Comer bem, um caso de polícia
Quando me interessei de novo por literatura policial, vi que não poderia apenas retomar a leitura do ponto em que a interrompera, anos antes. Teria de começar de novo. Isso significaria voltar, ao menos em espírito, à minha adolescência, fácil de dizer, impossível de fazer. Não podendo recompor a juventude, recompus a biblioteca, desfolhada pelo tempo.
Com muito método e algum vagar. A calma, afinal, é a pressa perfeita. Retornei a Poe e, com prazer maior, a Chesterton.
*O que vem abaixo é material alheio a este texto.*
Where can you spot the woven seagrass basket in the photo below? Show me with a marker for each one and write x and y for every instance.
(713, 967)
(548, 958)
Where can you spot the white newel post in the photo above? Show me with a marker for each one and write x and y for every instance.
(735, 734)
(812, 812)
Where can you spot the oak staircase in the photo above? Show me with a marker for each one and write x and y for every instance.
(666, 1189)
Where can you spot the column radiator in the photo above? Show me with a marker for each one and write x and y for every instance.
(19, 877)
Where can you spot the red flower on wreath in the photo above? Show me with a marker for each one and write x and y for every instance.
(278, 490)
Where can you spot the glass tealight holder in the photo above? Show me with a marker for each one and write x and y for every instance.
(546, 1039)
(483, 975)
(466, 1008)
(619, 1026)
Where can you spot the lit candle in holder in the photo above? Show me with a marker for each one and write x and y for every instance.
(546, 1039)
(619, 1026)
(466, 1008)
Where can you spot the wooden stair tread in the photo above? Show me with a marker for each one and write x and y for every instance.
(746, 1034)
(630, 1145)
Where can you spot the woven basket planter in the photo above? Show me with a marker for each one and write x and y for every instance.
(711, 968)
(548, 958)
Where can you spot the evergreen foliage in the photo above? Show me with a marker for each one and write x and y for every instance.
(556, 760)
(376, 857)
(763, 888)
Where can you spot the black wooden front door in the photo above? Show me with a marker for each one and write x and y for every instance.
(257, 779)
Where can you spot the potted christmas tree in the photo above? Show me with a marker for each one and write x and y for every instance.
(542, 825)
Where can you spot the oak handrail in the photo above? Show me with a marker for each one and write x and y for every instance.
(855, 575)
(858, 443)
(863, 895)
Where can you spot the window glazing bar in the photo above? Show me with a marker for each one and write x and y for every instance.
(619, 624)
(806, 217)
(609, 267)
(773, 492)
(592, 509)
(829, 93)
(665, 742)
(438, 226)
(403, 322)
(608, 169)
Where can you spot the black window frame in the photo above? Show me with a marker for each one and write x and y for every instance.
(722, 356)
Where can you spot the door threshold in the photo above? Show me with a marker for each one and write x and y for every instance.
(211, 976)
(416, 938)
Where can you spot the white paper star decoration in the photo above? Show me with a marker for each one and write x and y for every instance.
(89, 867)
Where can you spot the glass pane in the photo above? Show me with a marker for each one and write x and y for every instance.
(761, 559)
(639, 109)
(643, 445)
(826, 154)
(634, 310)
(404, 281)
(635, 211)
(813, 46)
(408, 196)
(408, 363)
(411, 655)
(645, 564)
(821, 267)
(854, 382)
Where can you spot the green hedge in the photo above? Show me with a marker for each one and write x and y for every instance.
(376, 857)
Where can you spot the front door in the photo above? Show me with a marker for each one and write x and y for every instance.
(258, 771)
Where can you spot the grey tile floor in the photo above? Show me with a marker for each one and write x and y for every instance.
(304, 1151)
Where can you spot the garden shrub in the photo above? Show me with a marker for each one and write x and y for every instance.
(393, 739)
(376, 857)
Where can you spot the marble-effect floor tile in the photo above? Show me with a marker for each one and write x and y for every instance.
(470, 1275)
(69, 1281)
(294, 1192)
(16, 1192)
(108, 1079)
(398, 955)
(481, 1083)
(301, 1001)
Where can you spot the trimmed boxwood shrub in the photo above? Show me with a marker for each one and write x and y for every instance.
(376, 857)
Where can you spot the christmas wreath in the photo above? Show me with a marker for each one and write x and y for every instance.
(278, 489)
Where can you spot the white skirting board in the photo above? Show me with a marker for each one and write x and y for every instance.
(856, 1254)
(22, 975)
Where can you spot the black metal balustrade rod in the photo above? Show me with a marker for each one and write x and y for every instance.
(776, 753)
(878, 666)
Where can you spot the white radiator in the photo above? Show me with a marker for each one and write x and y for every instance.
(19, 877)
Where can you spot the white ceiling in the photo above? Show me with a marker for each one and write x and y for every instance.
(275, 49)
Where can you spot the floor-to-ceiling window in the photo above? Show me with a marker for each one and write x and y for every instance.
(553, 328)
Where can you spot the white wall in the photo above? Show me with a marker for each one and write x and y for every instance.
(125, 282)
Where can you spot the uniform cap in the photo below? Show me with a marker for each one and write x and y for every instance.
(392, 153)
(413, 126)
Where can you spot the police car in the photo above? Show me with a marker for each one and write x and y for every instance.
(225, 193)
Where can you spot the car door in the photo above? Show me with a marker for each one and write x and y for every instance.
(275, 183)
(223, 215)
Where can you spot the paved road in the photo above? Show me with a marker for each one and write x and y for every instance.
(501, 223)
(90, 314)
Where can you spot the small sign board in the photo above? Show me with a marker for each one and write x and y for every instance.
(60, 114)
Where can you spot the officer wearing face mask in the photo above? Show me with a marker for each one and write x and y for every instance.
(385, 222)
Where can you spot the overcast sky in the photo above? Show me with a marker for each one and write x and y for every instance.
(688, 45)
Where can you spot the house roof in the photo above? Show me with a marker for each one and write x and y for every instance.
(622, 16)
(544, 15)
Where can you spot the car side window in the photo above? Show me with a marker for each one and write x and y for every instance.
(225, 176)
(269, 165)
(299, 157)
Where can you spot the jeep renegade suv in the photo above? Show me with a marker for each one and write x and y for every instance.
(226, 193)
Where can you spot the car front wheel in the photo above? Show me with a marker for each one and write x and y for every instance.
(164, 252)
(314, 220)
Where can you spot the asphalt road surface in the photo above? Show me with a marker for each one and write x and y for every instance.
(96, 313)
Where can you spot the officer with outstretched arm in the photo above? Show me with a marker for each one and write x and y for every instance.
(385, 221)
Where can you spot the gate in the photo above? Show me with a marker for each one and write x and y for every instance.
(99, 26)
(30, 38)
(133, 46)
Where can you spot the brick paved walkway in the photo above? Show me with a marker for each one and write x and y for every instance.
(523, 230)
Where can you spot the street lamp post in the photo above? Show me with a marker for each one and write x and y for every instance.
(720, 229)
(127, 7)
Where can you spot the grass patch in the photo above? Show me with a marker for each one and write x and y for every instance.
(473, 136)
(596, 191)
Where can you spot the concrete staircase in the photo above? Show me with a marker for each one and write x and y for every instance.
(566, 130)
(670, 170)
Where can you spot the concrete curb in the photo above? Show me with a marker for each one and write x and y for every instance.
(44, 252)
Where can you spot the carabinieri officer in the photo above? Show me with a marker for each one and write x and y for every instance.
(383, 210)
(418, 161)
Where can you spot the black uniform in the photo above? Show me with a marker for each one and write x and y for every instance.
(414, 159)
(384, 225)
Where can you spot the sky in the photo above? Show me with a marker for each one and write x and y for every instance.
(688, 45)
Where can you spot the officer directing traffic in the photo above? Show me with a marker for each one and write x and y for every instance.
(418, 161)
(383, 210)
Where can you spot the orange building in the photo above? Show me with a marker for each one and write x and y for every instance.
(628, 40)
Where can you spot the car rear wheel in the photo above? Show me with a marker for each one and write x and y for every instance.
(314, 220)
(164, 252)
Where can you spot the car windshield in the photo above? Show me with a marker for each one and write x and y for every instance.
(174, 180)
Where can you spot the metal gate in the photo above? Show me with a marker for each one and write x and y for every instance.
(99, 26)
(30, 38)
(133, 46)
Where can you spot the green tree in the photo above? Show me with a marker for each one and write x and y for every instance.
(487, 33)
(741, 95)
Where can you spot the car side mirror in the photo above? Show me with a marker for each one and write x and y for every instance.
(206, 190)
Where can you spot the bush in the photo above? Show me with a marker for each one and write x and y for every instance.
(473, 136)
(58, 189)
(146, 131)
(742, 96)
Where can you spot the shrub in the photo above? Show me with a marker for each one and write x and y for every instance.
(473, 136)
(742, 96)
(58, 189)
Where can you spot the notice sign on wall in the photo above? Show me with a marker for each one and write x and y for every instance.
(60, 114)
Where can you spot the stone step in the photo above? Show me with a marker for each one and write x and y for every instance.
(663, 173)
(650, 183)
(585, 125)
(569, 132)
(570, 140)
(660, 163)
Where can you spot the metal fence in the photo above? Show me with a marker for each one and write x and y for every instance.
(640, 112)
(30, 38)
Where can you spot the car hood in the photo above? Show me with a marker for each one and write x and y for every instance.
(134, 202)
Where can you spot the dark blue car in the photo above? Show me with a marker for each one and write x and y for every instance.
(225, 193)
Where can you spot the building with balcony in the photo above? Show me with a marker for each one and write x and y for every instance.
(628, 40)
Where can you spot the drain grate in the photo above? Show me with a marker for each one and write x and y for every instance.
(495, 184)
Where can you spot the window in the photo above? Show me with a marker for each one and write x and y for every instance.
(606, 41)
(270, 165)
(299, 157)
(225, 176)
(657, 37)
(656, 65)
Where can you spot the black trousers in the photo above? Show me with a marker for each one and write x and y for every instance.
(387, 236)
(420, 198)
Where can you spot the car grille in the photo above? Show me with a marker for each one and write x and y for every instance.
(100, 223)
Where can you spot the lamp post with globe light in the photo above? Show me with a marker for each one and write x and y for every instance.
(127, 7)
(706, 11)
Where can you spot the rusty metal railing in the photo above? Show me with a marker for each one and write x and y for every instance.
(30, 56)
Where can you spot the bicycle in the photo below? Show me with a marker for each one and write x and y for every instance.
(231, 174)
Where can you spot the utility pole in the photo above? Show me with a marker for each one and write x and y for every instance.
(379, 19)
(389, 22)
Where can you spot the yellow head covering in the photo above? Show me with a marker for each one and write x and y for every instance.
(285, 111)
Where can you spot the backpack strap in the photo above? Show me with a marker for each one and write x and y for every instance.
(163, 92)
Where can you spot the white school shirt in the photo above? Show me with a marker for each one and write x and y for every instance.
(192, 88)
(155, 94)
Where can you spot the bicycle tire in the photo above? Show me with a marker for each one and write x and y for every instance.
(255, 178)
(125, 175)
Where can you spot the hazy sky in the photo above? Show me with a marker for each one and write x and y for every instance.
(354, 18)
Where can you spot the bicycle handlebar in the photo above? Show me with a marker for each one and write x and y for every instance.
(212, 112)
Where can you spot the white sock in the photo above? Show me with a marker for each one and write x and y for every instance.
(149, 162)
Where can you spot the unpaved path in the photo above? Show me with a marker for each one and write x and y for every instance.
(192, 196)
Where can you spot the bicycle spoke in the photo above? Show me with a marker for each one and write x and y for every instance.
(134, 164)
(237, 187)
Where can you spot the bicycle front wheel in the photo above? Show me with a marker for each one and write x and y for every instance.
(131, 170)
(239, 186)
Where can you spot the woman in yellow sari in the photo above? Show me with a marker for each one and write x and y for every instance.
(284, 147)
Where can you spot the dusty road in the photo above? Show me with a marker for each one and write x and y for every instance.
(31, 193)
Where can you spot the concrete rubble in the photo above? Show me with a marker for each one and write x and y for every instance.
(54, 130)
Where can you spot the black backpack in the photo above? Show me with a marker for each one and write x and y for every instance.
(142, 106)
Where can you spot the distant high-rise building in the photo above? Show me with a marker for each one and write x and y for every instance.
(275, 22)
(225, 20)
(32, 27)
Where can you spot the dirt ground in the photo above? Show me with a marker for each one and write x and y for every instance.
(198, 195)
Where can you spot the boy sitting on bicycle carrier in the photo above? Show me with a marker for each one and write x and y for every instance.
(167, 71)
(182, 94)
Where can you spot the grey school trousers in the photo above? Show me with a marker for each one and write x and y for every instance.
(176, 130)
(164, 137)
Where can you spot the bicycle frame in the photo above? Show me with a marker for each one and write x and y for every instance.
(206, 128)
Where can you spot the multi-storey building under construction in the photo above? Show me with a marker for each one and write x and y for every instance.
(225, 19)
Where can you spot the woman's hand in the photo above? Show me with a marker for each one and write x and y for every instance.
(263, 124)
Revisitei Conan Doyle, me desencantei de Holmes e do elementar Watson, tornei a Edgar Wallace sem entusiasmo, voltei a tomar os sucessivos drinques de que se alimentava o herói blasé de Dashiell Hammett, enjoei de Hercule Poirot e de suas bizarrices, até deparar com o rabugento comissário Jules Maigret, criação genial de Georges Simenon.
O que mais me atrai em Maigret não é a sua capacidade de destrinchar mistérios relativamente fáceis, mas o seu tédio do heroísmo, o seu gosto pelo chope fartamente tomado numa varanda de bar, na Place Dauphine, e o seu desgosto em ter de sorver péssimos vinhos brancos, no interior.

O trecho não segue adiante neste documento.